We talked a bit about how the pandemic changed the season. Gutekunst said he didn’t anticipate how much he’d miss preseason games or how much the lack of a full preseason would impact the ability to create “ready lists,” which teams keep if they need to sign a guy quickly. I brought up the unknown value of next year’s salary cap, which is the elephant in the room for nearly every NFL franchise. In Green Bay, that unknown is more significant: The team has talents like offensive tackle David Bakhtiari, center Corey Linsley, cornerback Kevin King, and running back Aaron Jones hitting the open market next year. I asked Gutekunst how his front office handles that unknown. 

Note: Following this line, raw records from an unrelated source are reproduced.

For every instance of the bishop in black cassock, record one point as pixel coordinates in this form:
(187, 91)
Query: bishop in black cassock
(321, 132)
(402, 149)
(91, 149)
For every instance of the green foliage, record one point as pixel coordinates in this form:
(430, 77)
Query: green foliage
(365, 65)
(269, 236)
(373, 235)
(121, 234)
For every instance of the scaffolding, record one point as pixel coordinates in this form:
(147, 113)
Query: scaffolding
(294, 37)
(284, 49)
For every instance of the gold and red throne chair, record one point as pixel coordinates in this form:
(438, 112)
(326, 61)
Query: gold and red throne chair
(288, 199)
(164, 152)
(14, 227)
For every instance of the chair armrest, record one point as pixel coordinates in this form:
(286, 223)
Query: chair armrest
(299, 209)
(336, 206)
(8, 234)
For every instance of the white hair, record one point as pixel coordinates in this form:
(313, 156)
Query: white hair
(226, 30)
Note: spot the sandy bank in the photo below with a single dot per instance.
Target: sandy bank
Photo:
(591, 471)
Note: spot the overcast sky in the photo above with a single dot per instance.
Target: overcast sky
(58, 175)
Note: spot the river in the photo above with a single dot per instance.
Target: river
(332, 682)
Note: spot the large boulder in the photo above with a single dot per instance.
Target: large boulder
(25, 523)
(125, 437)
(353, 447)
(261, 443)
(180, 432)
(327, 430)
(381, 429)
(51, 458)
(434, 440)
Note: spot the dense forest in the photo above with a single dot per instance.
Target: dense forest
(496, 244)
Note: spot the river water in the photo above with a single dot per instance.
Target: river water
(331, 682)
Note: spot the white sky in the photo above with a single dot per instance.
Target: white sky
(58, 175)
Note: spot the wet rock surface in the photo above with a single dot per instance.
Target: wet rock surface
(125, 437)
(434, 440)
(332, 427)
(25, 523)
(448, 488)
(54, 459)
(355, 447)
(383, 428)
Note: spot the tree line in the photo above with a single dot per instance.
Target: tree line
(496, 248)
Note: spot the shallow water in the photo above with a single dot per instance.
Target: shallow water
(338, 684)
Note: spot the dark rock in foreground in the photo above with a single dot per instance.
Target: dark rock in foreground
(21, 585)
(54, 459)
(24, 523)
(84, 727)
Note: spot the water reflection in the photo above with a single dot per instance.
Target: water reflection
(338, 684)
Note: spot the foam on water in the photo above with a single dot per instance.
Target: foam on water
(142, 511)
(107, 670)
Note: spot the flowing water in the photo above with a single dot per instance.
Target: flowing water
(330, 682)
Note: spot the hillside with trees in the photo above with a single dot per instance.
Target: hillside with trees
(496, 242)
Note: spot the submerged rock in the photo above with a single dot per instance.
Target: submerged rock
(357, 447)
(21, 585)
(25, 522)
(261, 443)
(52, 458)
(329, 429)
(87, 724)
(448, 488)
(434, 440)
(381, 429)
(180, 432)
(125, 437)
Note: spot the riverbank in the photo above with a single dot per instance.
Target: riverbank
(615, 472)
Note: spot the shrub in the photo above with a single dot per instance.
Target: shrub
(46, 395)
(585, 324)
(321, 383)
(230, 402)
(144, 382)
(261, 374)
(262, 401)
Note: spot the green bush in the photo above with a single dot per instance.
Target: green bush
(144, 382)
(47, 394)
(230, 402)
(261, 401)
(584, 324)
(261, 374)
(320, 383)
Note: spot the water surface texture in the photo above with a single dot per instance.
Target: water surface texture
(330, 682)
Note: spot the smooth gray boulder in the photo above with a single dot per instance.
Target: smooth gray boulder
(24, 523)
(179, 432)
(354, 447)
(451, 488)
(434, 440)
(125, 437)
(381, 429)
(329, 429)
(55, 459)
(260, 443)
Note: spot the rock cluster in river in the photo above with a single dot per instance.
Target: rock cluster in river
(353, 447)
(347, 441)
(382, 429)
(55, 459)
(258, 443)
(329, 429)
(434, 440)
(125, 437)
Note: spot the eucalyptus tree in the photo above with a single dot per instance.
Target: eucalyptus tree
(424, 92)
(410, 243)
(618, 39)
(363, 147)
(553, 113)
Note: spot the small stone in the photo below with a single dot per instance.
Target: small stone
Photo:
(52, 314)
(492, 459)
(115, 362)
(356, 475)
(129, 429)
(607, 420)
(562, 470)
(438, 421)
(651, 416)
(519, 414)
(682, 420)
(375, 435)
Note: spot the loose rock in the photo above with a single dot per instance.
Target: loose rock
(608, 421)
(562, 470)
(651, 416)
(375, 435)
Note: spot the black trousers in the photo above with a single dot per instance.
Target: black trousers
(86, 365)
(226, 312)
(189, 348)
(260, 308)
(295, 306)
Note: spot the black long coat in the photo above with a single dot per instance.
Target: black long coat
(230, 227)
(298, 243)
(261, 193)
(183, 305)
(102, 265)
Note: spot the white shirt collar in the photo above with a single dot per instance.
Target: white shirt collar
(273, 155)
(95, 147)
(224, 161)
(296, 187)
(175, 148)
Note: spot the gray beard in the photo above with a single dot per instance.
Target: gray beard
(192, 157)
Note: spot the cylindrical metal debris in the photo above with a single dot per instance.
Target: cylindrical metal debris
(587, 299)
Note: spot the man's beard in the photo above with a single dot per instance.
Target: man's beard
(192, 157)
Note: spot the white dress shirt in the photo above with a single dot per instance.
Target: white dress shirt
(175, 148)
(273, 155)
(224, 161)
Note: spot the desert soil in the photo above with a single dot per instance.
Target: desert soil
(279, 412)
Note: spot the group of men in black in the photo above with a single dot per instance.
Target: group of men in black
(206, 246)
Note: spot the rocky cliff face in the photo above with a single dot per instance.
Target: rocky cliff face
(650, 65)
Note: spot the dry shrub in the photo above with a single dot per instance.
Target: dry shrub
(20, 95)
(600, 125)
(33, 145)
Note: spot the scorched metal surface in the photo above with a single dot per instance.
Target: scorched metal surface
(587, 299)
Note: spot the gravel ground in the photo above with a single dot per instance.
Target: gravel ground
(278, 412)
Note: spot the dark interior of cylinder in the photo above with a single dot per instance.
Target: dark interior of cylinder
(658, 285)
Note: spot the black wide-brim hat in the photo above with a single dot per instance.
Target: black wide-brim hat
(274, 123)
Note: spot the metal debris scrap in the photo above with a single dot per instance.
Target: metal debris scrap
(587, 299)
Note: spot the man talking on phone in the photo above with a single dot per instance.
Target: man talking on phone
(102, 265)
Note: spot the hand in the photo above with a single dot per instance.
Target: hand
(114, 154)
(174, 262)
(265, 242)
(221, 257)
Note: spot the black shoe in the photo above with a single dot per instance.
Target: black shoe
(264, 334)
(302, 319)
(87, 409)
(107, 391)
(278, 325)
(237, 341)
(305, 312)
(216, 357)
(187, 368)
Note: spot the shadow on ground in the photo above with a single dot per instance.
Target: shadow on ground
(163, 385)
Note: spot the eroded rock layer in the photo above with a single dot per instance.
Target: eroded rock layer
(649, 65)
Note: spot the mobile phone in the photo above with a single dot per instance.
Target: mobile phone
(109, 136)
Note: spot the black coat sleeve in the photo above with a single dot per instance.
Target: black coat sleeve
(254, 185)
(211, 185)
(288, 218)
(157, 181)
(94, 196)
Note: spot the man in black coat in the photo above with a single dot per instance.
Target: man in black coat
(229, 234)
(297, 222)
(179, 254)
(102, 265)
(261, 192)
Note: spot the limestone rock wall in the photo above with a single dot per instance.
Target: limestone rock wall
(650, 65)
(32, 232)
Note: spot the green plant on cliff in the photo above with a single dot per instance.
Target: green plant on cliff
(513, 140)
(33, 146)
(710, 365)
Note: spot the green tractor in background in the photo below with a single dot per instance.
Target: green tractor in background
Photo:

“It’s problematic,” he said with a chuckle. “Every team is dealing with it. For me, it’s certainly made it a lot tougher. We’ve always tried to have some flexibility, and maintaining that flexibility is much more difficult going into next year’s cap and really with the unpredictability of what 2022 will look like. It’s tough. It comes down to choices, and it will be an interesting spring because a lot of teams will have to make a lot of choices they don’t really want to. But it’s very much an equal playing field. We’re all going to have to deal with it. There’s going to be some unpleasantness. There’s no doubt about that.” 

I asked him if he was more pessimistic about keeping players than he was nine months ago. 

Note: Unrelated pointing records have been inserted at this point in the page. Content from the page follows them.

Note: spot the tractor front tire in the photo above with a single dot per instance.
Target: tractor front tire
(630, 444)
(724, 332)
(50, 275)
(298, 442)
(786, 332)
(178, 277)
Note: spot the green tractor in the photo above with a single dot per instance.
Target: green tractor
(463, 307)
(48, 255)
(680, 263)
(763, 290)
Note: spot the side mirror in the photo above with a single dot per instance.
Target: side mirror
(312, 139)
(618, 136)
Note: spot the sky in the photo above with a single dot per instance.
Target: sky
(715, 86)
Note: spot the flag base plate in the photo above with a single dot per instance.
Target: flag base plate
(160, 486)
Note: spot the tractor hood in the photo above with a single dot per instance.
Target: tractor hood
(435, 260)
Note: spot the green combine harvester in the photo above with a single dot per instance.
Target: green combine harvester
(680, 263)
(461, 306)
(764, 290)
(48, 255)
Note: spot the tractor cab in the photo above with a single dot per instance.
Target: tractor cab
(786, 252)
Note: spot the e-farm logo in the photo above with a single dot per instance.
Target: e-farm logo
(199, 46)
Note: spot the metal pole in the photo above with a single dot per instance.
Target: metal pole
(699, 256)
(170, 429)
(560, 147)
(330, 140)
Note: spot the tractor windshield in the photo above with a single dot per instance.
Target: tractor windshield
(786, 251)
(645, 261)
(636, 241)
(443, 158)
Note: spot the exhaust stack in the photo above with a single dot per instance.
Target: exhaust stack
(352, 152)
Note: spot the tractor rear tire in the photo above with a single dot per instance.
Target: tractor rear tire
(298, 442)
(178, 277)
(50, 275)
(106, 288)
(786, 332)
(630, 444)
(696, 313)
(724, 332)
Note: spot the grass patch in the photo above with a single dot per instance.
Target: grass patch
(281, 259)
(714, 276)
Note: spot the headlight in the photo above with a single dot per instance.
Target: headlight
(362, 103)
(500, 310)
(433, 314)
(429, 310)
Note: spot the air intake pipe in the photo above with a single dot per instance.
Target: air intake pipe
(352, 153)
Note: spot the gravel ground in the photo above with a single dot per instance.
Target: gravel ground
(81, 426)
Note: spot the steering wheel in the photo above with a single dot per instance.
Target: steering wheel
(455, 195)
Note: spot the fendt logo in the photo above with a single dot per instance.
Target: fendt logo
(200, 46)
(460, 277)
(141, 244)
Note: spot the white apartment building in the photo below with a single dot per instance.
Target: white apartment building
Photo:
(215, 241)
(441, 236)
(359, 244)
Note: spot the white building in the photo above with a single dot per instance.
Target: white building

“I wouldn’t say I’m pessimistic. I still think there’s a way for us to keep our good players,” he said. “I think there is going to be, leaguewide, a recognition of the environment we’re in, and that may take a longer time for not just teams but players as well.” 

For now, the one thing the Packers know is that their 2020 team is set and is one of the NFL’s best. I asked Gutekunst what else he learned from Thompson. “We believe in our process and then allow that process to lead us to the decisions and the answers. To let outside factors influence our process doesn’t make a lot of sense. Ted had that ability to, whenever things seemed to be crazy around him, to be really calm.” 

In a season when calmness is key, the Packers have it. And other teams are jumping offside.